9. Dunham Army Hospital, on the left as you drive along Gibner Road, was built in 1961. It provides out-patient service for as many as 200 patients daily, and serves both active duty and retired personnel from 19 counties in Western Pennsylvania.

10. At the end of Gibner Road is the Hessian Guardhouse Museum, built by Hessians captured by General Washington at the battle of Trenton. It is open Sunday afternoons from 1 to 5 p.m.

11. A statue of Frederick the Great, presented to the War College by President Theodore Roosevelt, faces Quarters One and Two, home of the Commandant and Deputy Commandant.

12. Royal American Circle is named for a regiment of the British Army which was part of the first regular garrison stationed at Carlisle Barracks.

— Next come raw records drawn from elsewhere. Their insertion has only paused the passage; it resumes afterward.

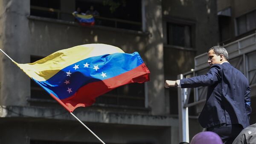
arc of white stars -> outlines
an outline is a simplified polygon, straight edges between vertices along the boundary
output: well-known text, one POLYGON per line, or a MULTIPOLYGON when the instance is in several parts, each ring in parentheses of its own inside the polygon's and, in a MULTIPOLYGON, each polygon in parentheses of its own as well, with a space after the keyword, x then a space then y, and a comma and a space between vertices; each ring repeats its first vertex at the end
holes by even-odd
POLYGON ((96 70, 96 71, 97 71, 97 70, 98 69, 99 69, 99 67, 98 67, 98 66, 99 66, 99 65, 96 65, 96 66, 95 66, 95 65, 93 65, 93 66, 94 67, 94 68, 93 68, 93 69, 95 69, 95 70, 96 70))
POLYGON ((87 62, 86 62, 86 64, 83 64, 84 65, 84 68, 88 68, 88 66, 89 66, 89 65, 90 65, 90 64, 88 64, 87 62))
POLYGON ((73 92, 72 90, 71 90, 71 88, 67 88, 67 91, 68 91, 68 93, 70 93, 71 92, 73 92))
POLYGON ((65 82, 64 82, 64 83, 65 83, 66 85, 67 85, 68 84, 70 84, 70 80, 67 81, 67 80, 65 80, 65 81, 66 81, 65 82))
POLYGON ((77 68, 79 68, 78 67, 79 66, 79 65, 75 65, 75 66, 73 67, 73 68, 75 68, 75 70, 76 70, 77 68))
POLYGON ((67 76, 70 76, 70 75, 72 74, 72 73, 70 73, 70 71, 68 71, 68 72, 66 72, 67 73, 67 76))
POLYGON ((107 73, 103 73, 103 72, 102 72, 102 74, 101 74, 100 75, 102 76, 102 78, 104 78, 104 77, 107 77, 107 76, 106 76, 106 74, 107 74, 107 73))

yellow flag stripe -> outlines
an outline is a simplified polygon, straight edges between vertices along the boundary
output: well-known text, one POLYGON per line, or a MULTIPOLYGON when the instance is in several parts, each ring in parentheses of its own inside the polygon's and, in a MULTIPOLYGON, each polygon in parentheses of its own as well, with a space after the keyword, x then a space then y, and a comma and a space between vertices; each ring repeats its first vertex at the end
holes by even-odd
POLYGON ((87 44, 58 51, 33 63, 16 64, 30 77, 44 81, 63 68, 83 59, 116 53, 124 53, 121 49, 111 45, 87 44))

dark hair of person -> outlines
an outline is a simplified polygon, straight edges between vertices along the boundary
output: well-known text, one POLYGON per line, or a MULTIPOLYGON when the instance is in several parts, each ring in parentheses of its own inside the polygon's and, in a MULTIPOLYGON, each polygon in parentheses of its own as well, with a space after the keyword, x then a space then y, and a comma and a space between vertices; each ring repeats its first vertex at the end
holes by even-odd
POLYGON ((207 52, 207 53, 210 50, 213 51, 214 54, 217 56, 223 54, 225 59, 228 60, 228 54, 227 53, 227 50, 224 47, 220 45, 214 46, 209 49, 207 52))

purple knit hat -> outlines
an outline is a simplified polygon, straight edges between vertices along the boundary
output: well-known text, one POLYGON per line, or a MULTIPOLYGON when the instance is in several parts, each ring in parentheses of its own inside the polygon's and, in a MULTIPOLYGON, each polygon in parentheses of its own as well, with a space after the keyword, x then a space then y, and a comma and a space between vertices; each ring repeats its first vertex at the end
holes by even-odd
POLYGON ((190 144, 223 144, 219 136, 212 132, 199 133, 194 136, 190 144))

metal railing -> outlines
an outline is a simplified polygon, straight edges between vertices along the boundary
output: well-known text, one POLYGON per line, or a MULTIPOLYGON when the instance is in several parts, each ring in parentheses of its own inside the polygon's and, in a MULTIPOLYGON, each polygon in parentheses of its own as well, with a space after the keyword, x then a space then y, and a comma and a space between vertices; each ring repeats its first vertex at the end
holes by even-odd
MULTIPOLYGON (((256 33, 247 36, 236 41, 223 45, 229 54, 229 61, 234 67, 240 70, 246 76, 249 80, 251 88, 256 89, 256 33)), ((201 75, 200 71, 207 71, 209 69, 207 63, 207 54, 203 54, 195 58, 195 69, 183 74, 184 78, 194 76, 201 75)), ((186 99, 184 101, 184 107, 198 104, 205 102, 207 90, 205 88, 199 87, 194 89, 193 102, 189 103, 189 99, 191 94, 191 89, 186 90, 186 99)), ((253 93, 251 96, 255 96, 256 94, 253 93)), ((198 112, 202 107, 197 107, 198 112)))
MULTIPOLYGON (((41 11, 45 12, 55 13, 57 14, 57 19, 61 19, 61 14, 70 15, 70 16, 72 16, 72 12, 64 11, 61 11, 59 9, 55 9, 53 8, 46 8, 35 6, 30 6, 30 8, 31 9, 41 11)), ((139 27, 140 30, 141 30, 142 29, 142 23, 140 22, 128 20, 124 20, 119 19, 110 18, 108 17, 102 17, 100 16, 95 17, 94 19, 96 20, 99 20, 101 21, 107 21, 111 23, 113 23, 114 24, 113 25, 113 26, 111 26, 112 27, 119 28, 120 27, 121 23, 125 23, 135 25, 136 26, 139 27)), ((105 26, 104 25, 104 23, 101 25, 102 26, 105 26)))

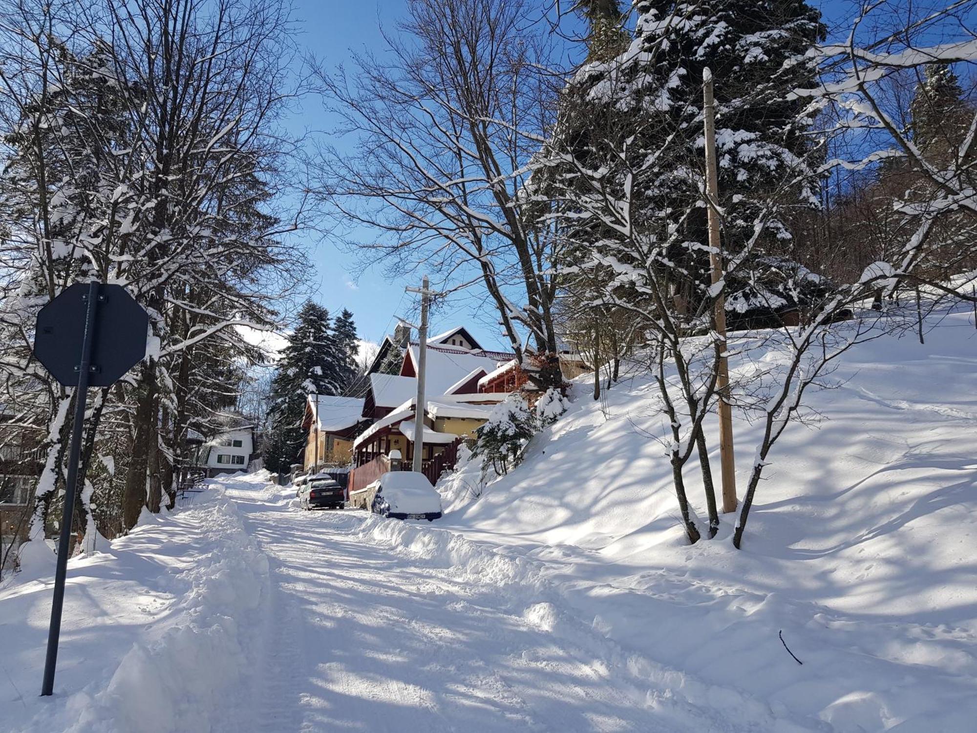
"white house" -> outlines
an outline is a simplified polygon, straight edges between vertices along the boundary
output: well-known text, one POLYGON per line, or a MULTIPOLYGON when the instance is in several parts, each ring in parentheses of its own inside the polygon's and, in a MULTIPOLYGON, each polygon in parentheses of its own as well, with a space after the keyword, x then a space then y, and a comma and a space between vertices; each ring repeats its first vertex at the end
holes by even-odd
POLYGON ((207 455, 202 464, 208 478, 246 471, 254 453, 254 428, 243 425, 218 433, 204 448, 207 455))

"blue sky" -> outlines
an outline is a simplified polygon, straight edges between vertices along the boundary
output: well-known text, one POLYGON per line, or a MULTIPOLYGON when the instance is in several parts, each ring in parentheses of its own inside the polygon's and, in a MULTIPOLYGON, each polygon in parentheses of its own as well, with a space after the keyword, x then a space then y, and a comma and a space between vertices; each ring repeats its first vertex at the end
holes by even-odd
MULTIPOLYGON (((542 2, 542 0, 540 0, 542 2)), ((380 35, 380 19, 384 26, 393 29, 397 19, 403 16, 405 0, 365 0, 350 3, 345 0, 295 0, 295 17, 302 35, 298 42, 315 54, 327 67, 348 62, 351 51, 383 49, 380 35)), ((846 15, 851 5, 846 0, 829 0, 821 3, 822 12, 830 23, 846 15)), ((328 132, 335 125, 322 112, 319 101, 310 96, 297 110, 292 124, 328 132)), ((379 341, 383 334, 394 327, 394 316, 410 316, 411 298, 404 292, 404 280, 389 281, 381 268, 373 268, 354 282, 351 276, 353 258, 338 250, 328 241, 316 241, 306 237, 311 245, 311 258, 316 267, 309 274, 309 283, 316 299, 330 312, 350 309, 355 318, 360 336, 369 341, 379 341)), ((432 332, 451 325, 468 325, 474 335, 487 348, 506 347, 496 335, 493 317, 487 304, 472 296, 460 302, 448 303, 432 317, 432 332)))

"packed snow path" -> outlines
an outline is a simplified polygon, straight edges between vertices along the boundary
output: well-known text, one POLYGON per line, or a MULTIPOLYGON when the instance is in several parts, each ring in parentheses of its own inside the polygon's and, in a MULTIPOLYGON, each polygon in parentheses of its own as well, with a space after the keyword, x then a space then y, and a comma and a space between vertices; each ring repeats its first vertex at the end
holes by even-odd
POLYGON ((555 636, 549 607, 505 587, 491 567, 473 582, 357 531, 395 520, 228 496, 272 560, 261 671, 271 684, 245 716, 250 730, 685 729, 647 707, 615 650, 586 628, 555 636))

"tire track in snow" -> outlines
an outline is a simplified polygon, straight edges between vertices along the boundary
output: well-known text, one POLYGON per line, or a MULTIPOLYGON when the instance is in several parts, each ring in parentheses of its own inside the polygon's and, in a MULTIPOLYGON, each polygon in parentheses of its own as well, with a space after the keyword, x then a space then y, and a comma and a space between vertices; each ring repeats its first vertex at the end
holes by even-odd
POLYGON ((299 644, 305 654, 277 652, 295 665, 280 678, 298 697, 276 702, 275 693, 265 705, 303 711, 265 711, 263 724, 275 721, 267 730, 691 729, 622 685, 621 666, 609 666, 593 639, 577 644, 524 618, 521 594, 500 587, 492 568, 481 582, 432 568, 364 537, 363 515, 271 505, 245 513, 275 561, 281 603, 301 619, 288 624, 295 637, 282 633, 272 646, 299 644))

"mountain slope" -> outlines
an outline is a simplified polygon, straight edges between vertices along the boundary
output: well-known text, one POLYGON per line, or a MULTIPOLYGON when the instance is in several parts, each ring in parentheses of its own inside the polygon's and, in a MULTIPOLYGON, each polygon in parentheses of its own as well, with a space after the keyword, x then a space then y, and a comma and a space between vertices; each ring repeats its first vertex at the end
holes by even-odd
MULTIPOLYGON (((885 336, 844 355, 837 386, 809 400, 825 419, 789 426, 772 453, 742 551, 735 515, 686 543, 641 375, 603 403, 575 388, 478 500, 477 466, 443 480, 445 524, 543 562, 574 614, 683 685, 743 690, 803 729, 964 729, 977 714, 977 330, 962 311, 927 324, 925 344, 885 336)), ((758 431, 737 420, 741 491, 758 431)), ((689 494, 704 514, 701 486, 689 494)))

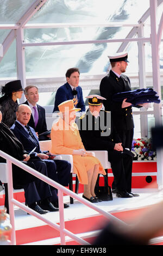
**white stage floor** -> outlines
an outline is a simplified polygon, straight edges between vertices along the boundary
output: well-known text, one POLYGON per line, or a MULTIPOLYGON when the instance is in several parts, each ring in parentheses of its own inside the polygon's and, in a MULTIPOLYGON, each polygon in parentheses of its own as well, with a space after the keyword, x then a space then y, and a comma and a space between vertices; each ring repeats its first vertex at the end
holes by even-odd
MULTIPOLYGON (((133 189, 134 193, 139 193, 140 196, 131 198, 120 198, 113 195, 113 200, 102 202, 96 203, 96 205, 109 213, 137 209, 155 204, 163 199, 163 191, 158 189, 133 189)), ((82 194, 79 194, 82 197, 82 194)), ((70 204, 70 197, 64 197, 64 202, 70 204)), ((1 206, 1 208, 2 206, 1 206)), ((64 209, 65 221, 86 218, 92 216, 99 215, 99 214, 87 206, 74 200, 73 204, 70 204, 70 207, 64 209)), ((27 212, 15 206, 15 228, 21 230, 33 227, 46 225, 42 221, 34 216, 27 215, 27 212)), ((43 217, 54 223, 59 222, 59 212, 48 212, 43 215, 43 217)))

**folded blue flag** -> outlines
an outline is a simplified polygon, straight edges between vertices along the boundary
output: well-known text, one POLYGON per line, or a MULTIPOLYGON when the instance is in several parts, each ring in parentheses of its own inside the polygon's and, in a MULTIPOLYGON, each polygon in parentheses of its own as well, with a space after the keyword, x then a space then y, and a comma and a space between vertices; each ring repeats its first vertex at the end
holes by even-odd
POLYGON ((133 106, 143 103, 154 102, 160 103, 157 93, 152 88, 137 89, 136 90, 118 93, 113 95, 112 99, 115 101, 122 102, 124 99, 133 106))

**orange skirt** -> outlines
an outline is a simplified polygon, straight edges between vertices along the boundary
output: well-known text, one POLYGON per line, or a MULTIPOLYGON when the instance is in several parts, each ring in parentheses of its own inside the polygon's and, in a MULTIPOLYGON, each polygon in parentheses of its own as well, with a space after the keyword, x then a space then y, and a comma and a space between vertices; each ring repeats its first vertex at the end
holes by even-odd
POLYGON ((105 171, 101 162, 95 156, 73 156, 73 172, 77 174, 78 180, 82 184, 87 184, 87 172, 99 164, 99 173, 105 175, 105 171))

13. Coren Apartments was named for Isaac Coren who organized the first Artillery School of the American Army here in 1777. It too was burned by Confederates in 1863 and immediately rebuilt.

14. This building, with canopy and red carpet, is the Officers' Open Mess.

15. On this site is a monument to the members of the Army's Medical Department killed in World War I.

16. Armstrong Hall is named after General John Armstrong, one of the commanders of Carlisle Barracks during the Revolutionary War and the first Brigadier General in the Continental Army. The building was erected by the Carlisle Indian School in 1895.

17. Thorpe Hall, named for Jim Thorpe, was built in 1887 by students of the Carlisle Indian School.